N.J. PARCC Scores: All Our Kids are Above Average (well, mostly)

The New Jersey Department of Education released the state’s PARCC scores yesterday and the results were good and, in fact, consistent with highly-regarded NAEP assessments: student proficiency in math and language arts in the Garden State are second only to Massachusetts. According to NJ Spotlight, “ New Jersey students surpassed the averages for the 10 PARCC states last spring in most grades and subjects, according to the state.”  And, in a sign of our technological prowess, a somewhat astonishing 99.5% of Garden State students took the tests online, compared to a national average of 80%. (Also see coverage from the Asbury Park Press.)

So the PARCC panic last Spring, epitomized in NJEA and Save Our Schools’ Luddite opt-out campaign, was a lot of sound of fury signifying, well not very much. Except for this: test refusals were much higher in high schools – about 14% -- compared to the 3%-4% opt-out rates in grades K-8. And, since most of those opt-outs were in wealthy “extremely white” suburbs like Princeton (home base of Save Our Schools), Ridgewood, Livingston, Millburn and the like, high school scores were comparatively lower, about average when compared to the rest of the country.

Another reason that high school scores are lower may simply be the result of the 2010 implementation of the Common Core: younger students grew up with higher educational expectations, unlike older students.

A group of Teachers of the Year across the country, including N.J.’s Katherine Bassett, participated in a study called “The Right Trajectory: State Teachers of the Year Compare Former and New State Assessments.” Ms.

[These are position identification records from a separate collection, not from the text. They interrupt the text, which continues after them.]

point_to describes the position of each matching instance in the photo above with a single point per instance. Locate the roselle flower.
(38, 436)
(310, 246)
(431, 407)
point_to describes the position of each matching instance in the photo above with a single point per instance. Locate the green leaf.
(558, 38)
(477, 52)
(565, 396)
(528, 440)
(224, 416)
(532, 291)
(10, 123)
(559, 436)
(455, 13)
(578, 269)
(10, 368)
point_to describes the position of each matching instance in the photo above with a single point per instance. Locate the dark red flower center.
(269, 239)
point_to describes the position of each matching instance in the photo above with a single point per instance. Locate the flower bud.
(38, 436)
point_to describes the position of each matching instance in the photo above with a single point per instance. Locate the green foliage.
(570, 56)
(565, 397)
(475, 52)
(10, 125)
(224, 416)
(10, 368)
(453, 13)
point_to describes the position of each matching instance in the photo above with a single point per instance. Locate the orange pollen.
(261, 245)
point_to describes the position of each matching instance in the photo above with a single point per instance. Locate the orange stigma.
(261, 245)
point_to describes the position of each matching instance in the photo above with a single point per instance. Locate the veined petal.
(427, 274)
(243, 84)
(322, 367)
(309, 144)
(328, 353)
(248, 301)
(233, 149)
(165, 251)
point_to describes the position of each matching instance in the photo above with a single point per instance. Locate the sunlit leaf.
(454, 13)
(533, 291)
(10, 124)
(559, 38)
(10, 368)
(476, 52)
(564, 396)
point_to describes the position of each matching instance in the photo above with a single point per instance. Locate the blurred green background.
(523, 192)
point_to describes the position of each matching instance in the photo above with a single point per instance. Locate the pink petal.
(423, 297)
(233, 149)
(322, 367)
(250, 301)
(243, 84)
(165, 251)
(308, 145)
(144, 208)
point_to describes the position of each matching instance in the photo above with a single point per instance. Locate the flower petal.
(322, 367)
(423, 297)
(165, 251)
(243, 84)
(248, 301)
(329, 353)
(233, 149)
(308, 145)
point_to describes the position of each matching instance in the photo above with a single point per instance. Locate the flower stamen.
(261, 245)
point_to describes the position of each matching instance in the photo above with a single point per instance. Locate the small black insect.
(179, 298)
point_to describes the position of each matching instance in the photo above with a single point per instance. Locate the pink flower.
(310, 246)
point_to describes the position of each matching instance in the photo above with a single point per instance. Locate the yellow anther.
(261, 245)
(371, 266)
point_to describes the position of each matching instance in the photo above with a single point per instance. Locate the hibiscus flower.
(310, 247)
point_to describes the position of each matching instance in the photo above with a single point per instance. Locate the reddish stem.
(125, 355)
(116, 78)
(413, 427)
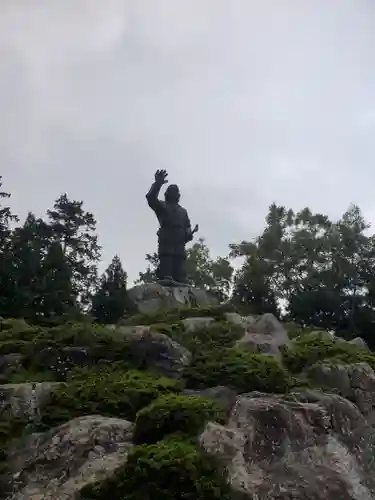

Bassett reports that “the NJASK actually rated pretty highly in the study itself, but PARCC had exceeded it in testing for analytic, critical thinking, and research skills.

“You went from a good test to a better test,” she said.

Note: Julia Sass Rubin, founder of SOS-NJ, complains in the NJ Spotlight comment section that the PARCC is redundant because kids already take NAEP. Why do they need to take both? Good question. The answer is that NAEP tests are given to only a representative sample, rather than all students. According to NAEP, “in the national-only sample, there are approximately 10,000 to 20,000 students.” In a state sample, there are about 3,000 students. If we only used  NAEP, parents, school districts, and the state would have no way to measure proficiency district-to-district or school-to-school. NAEP and PARCC are apples and oranges.